Development teams are already working directly with the APIs to integrate the different pieces of the cloud into applications. It probably starts as simple as managing some S3 buckets, but rapidly will expand into managing everything from global scale databases to machine learning engines. This is how you integrate PaaS into your applications and derive some of the most essential value from cloud.

Dev teams also quickly use tools like Terraform and CloudFormation to define their infrastructure as code. That way they can build their dev/test/prod environments and keep everything consistent.

Before long (okay, sometimes it takes a couple years) security and operations then start leveraging the automation themselves, typically in three main areas.

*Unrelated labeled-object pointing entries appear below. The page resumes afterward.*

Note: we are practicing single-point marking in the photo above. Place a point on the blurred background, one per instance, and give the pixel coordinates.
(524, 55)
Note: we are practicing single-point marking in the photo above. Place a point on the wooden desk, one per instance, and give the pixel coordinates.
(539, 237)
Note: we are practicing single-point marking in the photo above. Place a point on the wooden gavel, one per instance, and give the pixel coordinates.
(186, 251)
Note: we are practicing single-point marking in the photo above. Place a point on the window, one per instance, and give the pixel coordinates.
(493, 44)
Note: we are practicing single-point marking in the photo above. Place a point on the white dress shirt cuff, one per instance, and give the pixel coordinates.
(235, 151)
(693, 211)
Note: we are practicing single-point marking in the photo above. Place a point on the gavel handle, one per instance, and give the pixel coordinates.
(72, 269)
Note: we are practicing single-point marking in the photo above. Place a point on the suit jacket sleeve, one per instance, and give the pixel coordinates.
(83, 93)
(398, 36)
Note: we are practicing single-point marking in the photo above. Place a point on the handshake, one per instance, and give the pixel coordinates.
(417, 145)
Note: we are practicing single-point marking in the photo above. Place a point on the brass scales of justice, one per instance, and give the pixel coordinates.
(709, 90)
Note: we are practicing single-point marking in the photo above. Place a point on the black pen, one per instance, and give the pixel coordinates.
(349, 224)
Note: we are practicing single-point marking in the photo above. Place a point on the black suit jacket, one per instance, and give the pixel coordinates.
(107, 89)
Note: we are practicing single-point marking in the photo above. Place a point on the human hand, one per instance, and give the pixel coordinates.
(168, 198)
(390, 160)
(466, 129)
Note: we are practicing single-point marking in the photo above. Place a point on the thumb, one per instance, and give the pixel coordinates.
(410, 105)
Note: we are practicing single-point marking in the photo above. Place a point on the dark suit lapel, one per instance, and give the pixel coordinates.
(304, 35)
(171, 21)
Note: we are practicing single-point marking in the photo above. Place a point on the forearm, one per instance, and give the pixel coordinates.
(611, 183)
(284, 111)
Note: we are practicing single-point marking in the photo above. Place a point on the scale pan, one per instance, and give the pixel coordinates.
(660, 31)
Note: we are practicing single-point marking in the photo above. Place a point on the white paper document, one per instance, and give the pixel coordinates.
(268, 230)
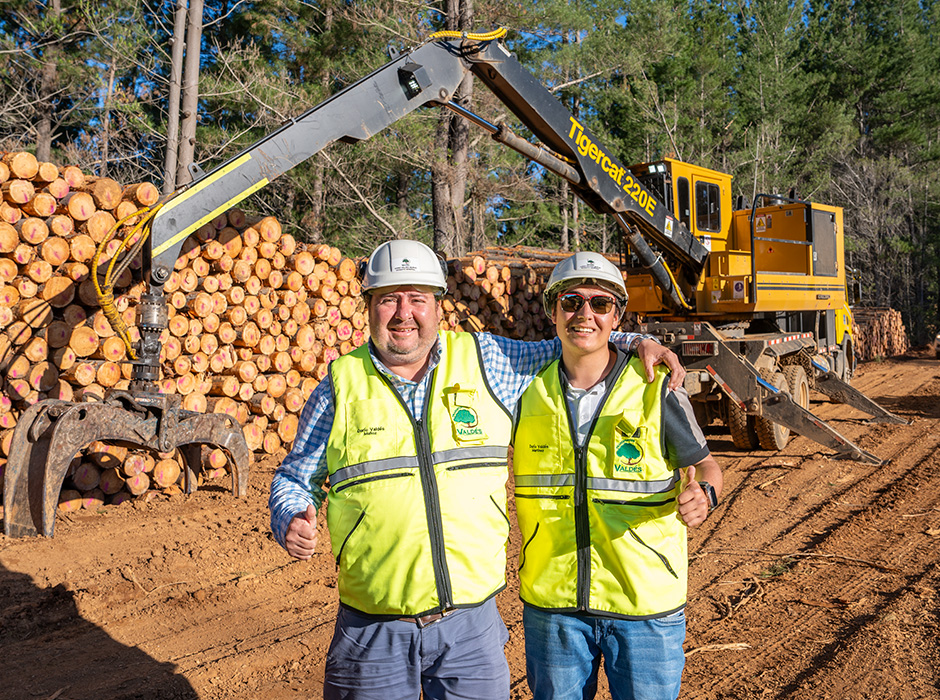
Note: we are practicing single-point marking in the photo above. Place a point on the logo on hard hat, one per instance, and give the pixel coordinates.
(466, 423)
(403, 265)
(589, 264)
(629, 455)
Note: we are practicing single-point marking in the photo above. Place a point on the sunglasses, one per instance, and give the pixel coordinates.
(573, 301)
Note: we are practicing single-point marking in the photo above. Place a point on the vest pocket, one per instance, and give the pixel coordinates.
(659, 555)
(368, 479)
(526, 546)
(348, 535)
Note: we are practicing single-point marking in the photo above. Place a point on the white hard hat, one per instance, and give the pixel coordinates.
(399, 263)
(583, 268)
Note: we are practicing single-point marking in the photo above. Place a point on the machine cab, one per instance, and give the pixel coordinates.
(699, 197)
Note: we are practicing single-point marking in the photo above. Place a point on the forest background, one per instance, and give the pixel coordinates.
(838, 99)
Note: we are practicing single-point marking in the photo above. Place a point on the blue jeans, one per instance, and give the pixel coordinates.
(643, 658)
(459, 657)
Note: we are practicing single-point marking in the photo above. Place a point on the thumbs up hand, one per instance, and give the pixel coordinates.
(301, 540)
(692, 505)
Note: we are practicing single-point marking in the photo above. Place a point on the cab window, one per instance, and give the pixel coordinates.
(707, 206)
(683, 208)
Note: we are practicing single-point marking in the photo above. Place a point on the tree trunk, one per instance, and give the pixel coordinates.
(440, 188)
(190, 93)
(47, 86)
(173, 101)
(106, 124)
(451, 143)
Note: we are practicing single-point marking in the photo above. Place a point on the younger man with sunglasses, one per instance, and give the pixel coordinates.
(603, 503)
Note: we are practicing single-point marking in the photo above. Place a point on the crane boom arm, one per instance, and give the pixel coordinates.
(430, 74)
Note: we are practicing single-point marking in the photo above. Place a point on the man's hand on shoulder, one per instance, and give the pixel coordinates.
(301, 539)
(652, 353)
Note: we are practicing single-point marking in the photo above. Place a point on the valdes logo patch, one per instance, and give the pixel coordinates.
(629, 457)
(403, 265)
(466, 423)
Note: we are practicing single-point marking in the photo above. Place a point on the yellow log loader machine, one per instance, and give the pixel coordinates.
(753, 300)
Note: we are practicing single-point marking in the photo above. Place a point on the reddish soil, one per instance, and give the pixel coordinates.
(816, 578)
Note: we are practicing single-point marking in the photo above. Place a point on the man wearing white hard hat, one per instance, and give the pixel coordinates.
(603, 504)
(412, 431)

1. Use of Infrastructure as Code (IaC) to build out new environments and integrate with deployment pipelines. IaC allows us to build consistent, repeatable environments and provision our baseline security and ops requirements. Developers also use it to define their environments for dev/test/prod. Everyone wins and every single company I’ve worked with ends up using it very quickly.
2. Automation for assessment and monitoring. The core problem is maintaining visibility over disparate cloud resources, even when they are all in the same account. Consoles can show a lot, but automation allows you to show what matters to you. This is actually a HUGE advantage over traditional infrastructure where we spend ridiculous amounts of cash just to do things like track servers in the data center. Something which is merely an API call away in cloud.
3. Automation for operations. Once you start seeing things out of alignment you want to start fixing them. Plus there are a wide range of workflows that can naturally be automated. While this level of automation is cost prohibitive in most traditional infrastructure, even if it’s possible, it’s just a natural extension of working in cloud.

One of the key advantages of cloud is segregation…

Isolating out environments with just the resources they need so that those developers can move quickly without stepping on anyone else. But quickly this leads to needing repeatable processes and management, and with the APIs just sitting there it’s only natural to automate.

A child will crawl, then walk, then run even if they grow up in an isolation chamber without external stimuli (we promise we haven’t tried this… really). It’s a natural progression. It’s the same for cloud automation… it is simply the inherent requirement to operate anything in the cloud at scale, and everyone gets there eventually. The trick is to get there effectively.